He said the colours of the show really stood out for him and he suspected they had healing qualities.
He was also moved by the energy of the dancers.
"They're young, it's a young young company, and they obviously look like they are having a lot of fun. You can see it in their eyes and in their smiles."
"There's no flagging, they simply keep going every time," he said, explaining that he attends many dance performances and often notices strain in the dancers as the shows go on, something absent in the Divine Performing Arts show.
"These dancers simply look like they are in pure joy . . . they're just having fun, it's quite nice to watch other people having fun."
"The bodies seem to form very symmetrical figures in ensemble ways," he continued. "When they were in the mountains, they actually form mountains. When there are valleys, and movement, and journeys, you actually can feel a river kind of pull. You can actually see how carefully ... they balance out, and they never misstep," he said.
"They know what they are doing--they're pros."
Mr. Oliphant said he also enjoyed the storytelling of the show and found it easier to follow than the many Western ballets.
"Sometimes I find with Western dance, I'm following a ballet and I'm thinking 'I really don't know what this story is.' It's relatively easy to follow this story. You can tell what it is."
"It's just very well balanced. I think that whole balance is part of it. Everything is beautifully balanced, so when they are on stage you can see a symmetry all the time and it's very classical that way."
Mr. Oliphant added that he enjoyed the synchronicity of the dancers and the way they harmonized.

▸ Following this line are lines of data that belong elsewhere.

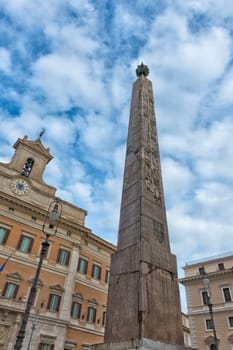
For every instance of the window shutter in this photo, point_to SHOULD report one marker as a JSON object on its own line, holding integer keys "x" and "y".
{"x": 58, "y": 256}
{"x": 15, "y": 291}
{"x": 20, "y": 242}
{"x": 30, "y": 245}
{"x": 5, "y": 236}
{"x": 58, "y": 303}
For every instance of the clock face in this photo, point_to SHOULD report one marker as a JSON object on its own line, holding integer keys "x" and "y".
{"x": 20, "y": 187}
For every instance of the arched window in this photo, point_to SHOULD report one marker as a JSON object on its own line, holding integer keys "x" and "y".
{"x": 27, "y": 168}
{"x": 213, "y": 347}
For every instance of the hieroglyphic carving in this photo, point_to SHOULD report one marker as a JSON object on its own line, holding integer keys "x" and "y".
{"x": 151, "y": 151}
{"x": 3, "y": 333}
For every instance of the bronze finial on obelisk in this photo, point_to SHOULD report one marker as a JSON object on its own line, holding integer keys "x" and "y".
{"x": 143, "y": 301}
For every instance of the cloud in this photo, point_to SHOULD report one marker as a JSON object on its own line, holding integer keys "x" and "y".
{"x": 69, "y": 66}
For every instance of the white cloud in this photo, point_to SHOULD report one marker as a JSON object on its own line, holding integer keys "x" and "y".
{"x": 5, "y": 60}
{"x": 73, "y": 65}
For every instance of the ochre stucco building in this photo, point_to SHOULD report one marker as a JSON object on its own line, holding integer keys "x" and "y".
{"x": 219, "y": 273}
{"x": 70, "y": 304}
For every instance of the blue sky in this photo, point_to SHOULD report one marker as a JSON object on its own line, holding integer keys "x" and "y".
{"x": 68, "y": 66}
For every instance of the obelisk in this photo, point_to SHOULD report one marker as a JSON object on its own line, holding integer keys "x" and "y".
{"x": 143, "y": 303}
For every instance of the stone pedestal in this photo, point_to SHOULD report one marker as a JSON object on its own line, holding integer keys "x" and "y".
{"x": 137, "y": 344}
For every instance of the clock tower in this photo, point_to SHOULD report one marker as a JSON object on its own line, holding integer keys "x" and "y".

"I think it's a wonderful way for us to approach a new culture we may not understand and do it ... in an artistic way," he said. "I'm simply enjoying it"
"There's a sense I have in the whole thing that they are very much telling a story but doing it subtlety and it's important," he said.
Divine Performing Arts takes its inspiration from 5,000 years of Chinese civilization and takes as its mission to revive that country's ancient performing arts traditions.
Divine Performing Arts is made up of three companies, with the New York company staging the show in Toronto. This company will stage five more shows at Toronto's John Bassett Theatre before moving on to Montreal and then to New York City for a run at the famed Radio City Music Hall.